Vuelvo de nuevo a la opinión como herramienta y como misterio. Doy un dato nada más: hay quien relaciona la etimología de opinión con una raíz indoeuropea que también habría dado lugar al verbo optar, es decir, elegir, desear. Y si pudiéramos demostrar que el origen fuera ese, tendríamos una excelente clave: el deseo. Lo sabía. Un deseo de pertenecer y tomar partido por algo. El deseo como herramienta clave y pieza indispensable. La obtención del placer, inmediato si puede ser. Opinar para obtener amor y… odio, por qué no. Para gustar, para gustarnos, para descifrar el lenguaje oculto de los asuntos adultos. Para disfrutar de la dopamina.
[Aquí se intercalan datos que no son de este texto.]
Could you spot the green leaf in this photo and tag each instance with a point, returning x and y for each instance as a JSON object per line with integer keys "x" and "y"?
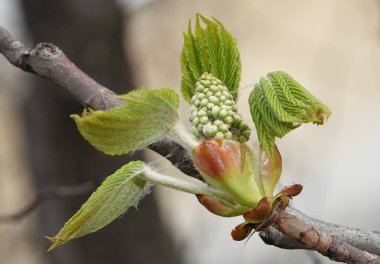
{"x": 279, "y": 104}
{"x": 211, "y": 49}
{"x": 146, "y": 117}
{"x": 112, "y": 199}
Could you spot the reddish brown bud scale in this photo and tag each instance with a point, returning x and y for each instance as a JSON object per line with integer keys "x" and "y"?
{"x": 221, "y": 208}
{"x": 291, "y": 191}
{"x": 242, "y": 231}
{"x": 260, "y": 213}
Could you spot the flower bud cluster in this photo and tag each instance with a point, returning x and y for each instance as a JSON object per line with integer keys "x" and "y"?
{"x": 214, "y": 113}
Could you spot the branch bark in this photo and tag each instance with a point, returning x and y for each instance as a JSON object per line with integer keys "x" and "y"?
{"x": 327, "y": 245}
{"x": 297, "y": 231}
{"x": 362, "y": 239}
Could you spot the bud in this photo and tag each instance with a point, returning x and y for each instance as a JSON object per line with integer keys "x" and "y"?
{"x": 213, "y": 104}
{"x": 220, "y": 207}
{"x": 242, "y": 231}
{"x": 270, "y": 170}
{"x": 228, "y": 165}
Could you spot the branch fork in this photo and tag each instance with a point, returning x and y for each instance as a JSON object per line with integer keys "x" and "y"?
{"x": 295, "y": 229}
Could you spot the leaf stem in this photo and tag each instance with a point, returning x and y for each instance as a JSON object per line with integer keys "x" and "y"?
{"x": 184, "y": 185}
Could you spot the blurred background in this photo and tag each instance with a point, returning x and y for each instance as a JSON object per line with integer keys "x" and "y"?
{"x": 332, "y": 47}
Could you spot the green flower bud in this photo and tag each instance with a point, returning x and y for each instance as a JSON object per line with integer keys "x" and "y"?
{"x": 219, "y": 135}
{"x": 204, "y": 102}
{"x": 214, "y": 88}
{"x": 223, "y": 128}
{"x": 213, "y": 99}
{"x": 201, "y": 113}
{"x": 203, "y": 120}
{"x": 228, "y": 120}
{"x": 228, "y": 135}
{"x": 223, "y": 113}
{"x": 200, "y": 96}
{"x": 213, "y": 105}
{"x": 215, "y": 111}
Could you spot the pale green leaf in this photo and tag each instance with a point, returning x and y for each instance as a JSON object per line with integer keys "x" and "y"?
{"x": 112, "y": 199}
{"x": 146, "y": 117}
{"x": 211, "y": 49}
{"x": 279, "y": 104}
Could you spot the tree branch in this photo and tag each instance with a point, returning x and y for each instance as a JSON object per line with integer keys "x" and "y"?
{"x": 54, "y": 192}
{"x": 327, "y": 245}
{"x": 362, "y": 239}
{"x": 297, "y": 231}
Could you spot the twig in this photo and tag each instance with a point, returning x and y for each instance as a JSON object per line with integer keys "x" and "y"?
{"x": 51, "y": 193}
{"x": 329, "y": 246}
{"x": 362, "y": 239}
{"x": 49, "y": 62}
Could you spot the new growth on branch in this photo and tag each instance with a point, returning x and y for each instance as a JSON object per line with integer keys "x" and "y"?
{"x": 236, "y": 178}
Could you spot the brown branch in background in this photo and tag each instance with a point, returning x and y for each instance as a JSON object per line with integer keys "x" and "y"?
{"x": 47, "y": 194}
{"x": 49, "y": 62}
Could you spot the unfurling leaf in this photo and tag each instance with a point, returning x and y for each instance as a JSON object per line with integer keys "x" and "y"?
{"x": 212, "y": 49}
{"x": 112, "y": 199}
{"x": 146, "y": 117}
{"x": 279, "y": 104}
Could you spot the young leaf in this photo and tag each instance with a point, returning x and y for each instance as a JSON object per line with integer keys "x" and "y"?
{"x": 212, "y": 49}
{"x": 112, "y": 199}
{"x": 279, "y": 104}
{"x": 146, "y": 116}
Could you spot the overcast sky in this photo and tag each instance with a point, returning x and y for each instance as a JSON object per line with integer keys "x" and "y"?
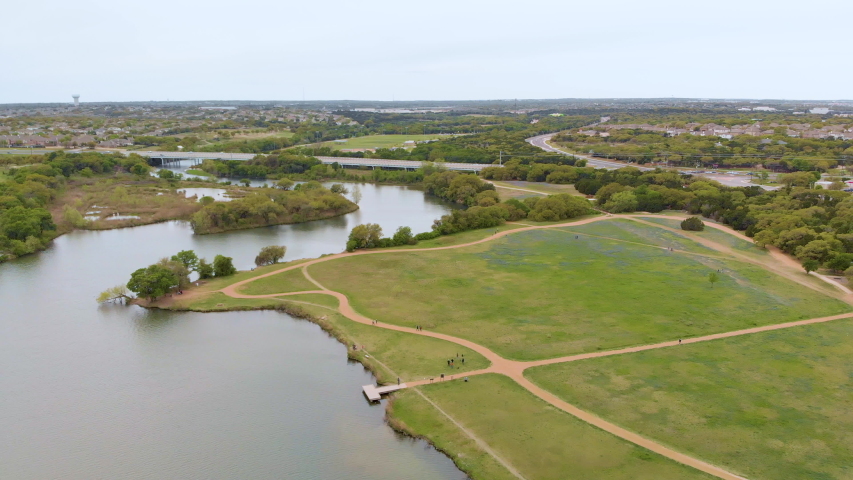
{"x": 108, "y": 50}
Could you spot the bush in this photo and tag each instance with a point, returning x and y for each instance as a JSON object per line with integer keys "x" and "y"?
{"x": 403, "y": 236}
{"x": 693, "y": 224}
{"x": 270, "y": 255}
{"x": 427, "y": 235}
{"x": 223, "y": 266}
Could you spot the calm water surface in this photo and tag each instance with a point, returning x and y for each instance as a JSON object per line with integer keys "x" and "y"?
{"x": 122, "y": 392}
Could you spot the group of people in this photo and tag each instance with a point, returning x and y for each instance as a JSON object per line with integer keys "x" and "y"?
{"x": 452, "y": 361}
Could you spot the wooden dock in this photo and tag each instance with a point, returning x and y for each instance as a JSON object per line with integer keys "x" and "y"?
{"x": 374, "y": 393}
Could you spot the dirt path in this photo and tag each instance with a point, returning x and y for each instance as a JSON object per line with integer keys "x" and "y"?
{"x": 515, "y": 369}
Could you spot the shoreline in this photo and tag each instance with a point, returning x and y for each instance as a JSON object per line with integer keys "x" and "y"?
{"x": 297, "y": 312}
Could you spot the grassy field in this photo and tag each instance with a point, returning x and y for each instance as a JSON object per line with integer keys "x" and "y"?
{"x": 415, "y": 416}
{"x": 542, "y": 293}
{"x": 714, "y": 235}
{"x": 631, "y": 231}
{"x": 505, "y": 189}
{"x": 380, "y": 141}
{"x": 773, "y": 405}
{"x": 215, "y": 302}
{"x": 411, "y": 357}
{"x": 199, "y": 173}
{"x": 460, "y": 238}
{"x": 290, "y": 281}
{"x": 513, "y": 423}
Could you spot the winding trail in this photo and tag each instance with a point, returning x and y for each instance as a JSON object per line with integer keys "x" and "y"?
{"x": 785, "y": 267}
Por eso quizá no querían compartir su parte del pastel. Puede que para no perder su poder, el que te confiere la información y la posibilidad de decidir sobre lo que es bueno o malo para el resto de personas. Antes se decidía sobre la infancia y las personas muy ancianas, ahora es sobre el mundo en general. Quizá solo fuese el instinto de protección. Habría que saber qué creían proteger y qué pretendemos proteger ahora.

Así que, puede que experimentemos un secreto y muy gustoso placer en ser kamikazes de la opinión y no solo para transgredir y experimentar el peligro sino para pertenecer y tener el acceso a lo prohibido. Y para proteger, parece. No sabemos a quién de qué.

Ahora las personas adultas siguen opinando en la privacidad de los gobiernos, de las grandes corporaciones y de las cadenas de televisión mientras el resto de los humanos dormimos en casa de la abuela y accedemos al mundo por una rendija, por la de Twitter, por ejemplo, o por la de Instagram donde ya todo queda a la vista. Y nos insultamos, nos partimos el pecho como en el patio del cole para defender nuestra opinión, para luchar por nuestro deseo. Sin embargo, la puerta de la macroestructura sigue cerrada, aunque tengamos herramientas modernas que mantienen la ficción de que está entreabierta.

Una cosa os digo: yo por David Lynch me sigo partiendo el pecho donde sea y mi hija de cuatro años ha visto algún capítulo de Los Simpsons. Le encanta cuando Barney Gumble se tira un eructo. Y ahí, de repente, nos encontramos y nos comemos el pastel juntas.